Design: Retrospective study.
Setting: Pain management centers.
Subjects: Four hundred and twenty-eight chronic non-cancer pain patients.
Methods: Subjects had taken the full-length SOAPP-R and been classified by the Aberrant Drug Behavior Index (ADBI) as having engaged or not engaged in aberrant medication-related behavior. Curtailment and stochastic curtailment were applied to the data in post-hoc simulation. Sensitivity and specificity with respect to the ADBI, as well as average test length, were computed for the full-length test, curtailment, and stochastic curtailment.

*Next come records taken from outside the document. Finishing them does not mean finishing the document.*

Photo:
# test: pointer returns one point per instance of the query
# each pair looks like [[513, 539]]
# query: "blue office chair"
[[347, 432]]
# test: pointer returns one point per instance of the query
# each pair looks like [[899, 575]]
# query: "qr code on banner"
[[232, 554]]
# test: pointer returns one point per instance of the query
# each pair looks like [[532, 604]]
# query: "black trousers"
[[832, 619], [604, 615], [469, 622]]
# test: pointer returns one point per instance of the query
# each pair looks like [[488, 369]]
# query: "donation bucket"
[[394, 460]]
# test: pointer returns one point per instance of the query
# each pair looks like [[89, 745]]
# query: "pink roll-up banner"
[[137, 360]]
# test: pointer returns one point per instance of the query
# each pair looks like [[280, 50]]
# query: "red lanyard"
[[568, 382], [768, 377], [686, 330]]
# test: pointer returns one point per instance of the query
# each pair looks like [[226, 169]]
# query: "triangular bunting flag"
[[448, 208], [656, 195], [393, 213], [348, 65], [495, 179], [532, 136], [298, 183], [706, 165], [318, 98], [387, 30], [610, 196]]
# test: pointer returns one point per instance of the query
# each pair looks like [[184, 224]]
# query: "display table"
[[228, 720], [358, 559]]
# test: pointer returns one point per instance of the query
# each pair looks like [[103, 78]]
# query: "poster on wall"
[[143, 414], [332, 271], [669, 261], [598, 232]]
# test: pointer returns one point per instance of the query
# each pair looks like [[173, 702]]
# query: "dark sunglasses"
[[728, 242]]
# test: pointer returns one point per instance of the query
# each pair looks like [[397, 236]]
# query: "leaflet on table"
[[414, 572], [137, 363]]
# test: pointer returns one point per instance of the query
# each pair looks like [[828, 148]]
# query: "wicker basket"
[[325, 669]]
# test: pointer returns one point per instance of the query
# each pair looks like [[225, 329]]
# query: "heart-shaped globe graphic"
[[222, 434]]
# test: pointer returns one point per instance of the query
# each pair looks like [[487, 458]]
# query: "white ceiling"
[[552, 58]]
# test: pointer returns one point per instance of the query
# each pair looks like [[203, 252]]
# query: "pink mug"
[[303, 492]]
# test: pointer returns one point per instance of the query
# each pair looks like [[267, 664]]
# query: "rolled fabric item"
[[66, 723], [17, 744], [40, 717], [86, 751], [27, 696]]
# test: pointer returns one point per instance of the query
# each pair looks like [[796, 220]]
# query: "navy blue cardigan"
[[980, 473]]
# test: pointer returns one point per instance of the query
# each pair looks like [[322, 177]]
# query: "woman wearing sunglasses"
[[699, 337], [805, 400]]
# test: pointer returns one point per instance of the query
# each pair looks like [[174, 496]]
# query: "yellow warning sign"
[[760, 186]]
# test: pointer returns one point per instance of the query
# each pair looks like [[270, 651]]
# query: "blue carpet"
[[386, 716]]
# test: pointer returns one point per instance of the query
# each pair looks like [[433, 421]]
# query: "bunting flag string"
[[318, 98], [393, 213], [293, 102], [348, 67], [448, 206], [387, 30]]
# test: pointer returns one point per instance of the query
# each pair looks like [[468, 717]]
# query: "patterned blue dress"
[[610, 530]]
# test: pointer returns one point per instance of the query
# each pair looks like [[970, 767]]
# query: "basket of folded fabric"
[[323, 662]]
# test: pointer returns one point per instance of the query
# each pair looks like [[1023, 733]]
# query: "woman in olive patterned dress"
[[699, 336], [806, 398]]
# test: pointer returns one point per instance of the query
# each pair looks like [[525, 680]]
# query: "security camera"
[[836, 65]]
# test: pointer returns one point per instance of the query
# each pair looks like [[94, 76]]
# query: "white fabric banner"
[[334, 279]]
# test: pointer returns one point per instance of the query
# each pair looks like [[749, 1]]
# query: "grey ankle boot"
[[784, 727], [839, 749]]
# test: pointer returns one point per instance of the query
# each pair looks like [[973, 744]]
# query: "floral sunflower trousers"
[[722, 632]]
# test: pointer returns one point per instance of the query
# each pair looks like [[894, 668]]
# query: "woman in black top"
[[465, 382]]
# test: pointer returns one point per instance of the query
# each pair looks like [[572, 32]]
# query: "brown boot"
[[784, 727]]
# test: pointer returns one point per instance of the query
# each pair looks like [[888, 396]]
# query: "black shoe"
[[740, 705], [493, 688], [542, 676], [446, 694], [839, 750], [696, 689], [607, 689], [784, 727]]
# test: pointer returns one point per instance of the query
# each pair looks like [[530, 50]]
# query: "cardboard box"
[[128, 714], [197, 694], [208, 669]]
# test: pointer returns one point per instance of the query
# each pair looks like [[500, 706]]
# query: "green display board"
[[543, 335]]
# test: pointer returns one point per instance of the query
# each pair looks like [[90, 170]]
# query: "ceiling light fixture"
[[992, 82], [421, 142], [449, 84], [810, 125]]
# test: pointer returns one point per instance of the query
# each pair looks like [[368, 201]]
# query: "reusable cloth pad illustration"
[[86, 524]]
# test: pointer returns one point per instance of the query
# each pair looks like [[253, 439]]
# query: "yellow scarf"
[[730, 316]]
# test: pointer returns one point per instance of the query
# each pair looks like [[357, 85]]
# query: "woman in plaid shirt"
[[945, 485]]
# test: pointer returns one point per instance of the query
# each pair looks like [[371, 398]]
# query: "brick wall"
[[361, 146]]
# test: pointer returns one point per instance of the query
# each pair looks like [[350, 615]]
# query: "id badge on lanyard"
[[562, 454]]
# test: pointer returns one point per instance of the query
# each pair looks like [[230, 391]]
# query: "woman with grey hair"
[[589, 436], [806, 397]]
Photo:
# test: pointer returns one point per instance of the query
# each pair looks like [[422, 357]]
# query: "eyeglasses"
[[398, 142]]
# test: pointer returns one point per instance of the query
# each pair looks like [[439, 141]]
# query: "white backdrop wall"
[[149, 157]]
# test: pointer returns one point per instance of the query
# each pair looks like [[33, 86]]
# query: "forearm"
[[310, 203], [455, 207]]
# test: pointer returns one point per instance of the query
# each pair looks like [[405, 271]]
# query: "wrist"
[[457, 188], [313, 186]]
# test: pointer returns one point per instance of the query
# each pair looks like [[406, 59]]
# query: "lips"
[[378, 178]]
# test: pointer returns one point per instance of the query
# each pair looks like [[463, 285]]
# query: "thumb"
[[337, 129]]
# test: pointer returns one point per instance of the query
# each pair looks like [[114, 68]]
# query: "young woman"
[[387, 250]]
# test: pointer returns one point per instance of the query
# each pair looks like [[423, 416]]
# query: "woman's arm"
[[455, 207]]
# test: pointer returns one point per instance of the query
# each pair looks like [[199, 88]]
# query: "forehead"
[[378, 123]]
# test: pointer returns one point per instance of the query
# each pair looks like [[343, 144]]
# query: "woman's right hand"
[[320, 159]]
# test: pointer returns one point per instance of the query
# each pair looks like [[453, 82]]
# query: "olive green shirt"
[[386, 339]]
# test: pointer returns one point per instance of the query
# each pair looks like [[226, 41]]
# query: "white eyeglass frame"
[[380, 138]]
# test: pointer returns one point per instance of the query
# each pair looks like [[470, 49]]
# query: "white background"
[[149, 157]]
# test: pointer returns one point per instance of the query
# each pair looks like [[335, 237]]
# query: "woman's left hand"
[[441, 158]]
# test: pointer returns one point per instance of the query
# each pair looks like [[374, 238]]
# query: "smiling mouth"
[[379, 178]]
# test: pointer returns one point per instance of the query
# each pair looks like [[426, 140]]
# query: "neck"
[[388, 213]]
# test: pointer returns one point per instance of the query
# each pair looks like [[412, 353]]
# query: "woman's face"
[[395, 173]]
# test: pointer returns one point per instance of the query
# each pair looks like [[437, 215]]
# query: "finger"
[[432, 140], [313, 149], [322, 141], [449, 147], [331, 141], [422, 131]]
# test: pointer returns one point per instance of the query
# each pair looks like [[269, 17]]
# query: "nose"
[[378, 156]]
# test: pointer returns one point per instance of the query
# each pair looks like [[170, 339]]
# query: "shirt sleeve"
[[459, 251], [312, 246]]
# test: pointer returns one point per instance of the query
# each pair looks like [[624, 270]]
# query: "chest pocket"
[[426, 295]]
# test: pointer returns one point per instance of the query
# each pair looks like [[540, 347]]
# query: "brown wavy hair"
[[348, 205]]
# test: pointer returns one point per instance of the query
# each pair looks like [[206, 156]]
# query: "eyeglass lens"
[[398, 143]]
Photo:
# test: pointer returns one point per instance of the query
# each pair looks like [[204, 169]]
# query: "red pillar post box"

Results: The full-length SOAPP-R exhibited a sensitivity of 0.745 and a specificity of 0.671 for predicting the ADBI. Curtailment reduced the average test length by 26% while exhibiting the same sensitivity and specificity as the full-length test. Stochastic curtailment reduced the average test length by as much as 65% while always exhibiting sensitivity and specificity for the ADBI within 0.035 of those of the full-length test.
Conclusions: Curtailment and stochastic curtailment have potential to improve the SOAPP-R's efficiency in computer-based administrations.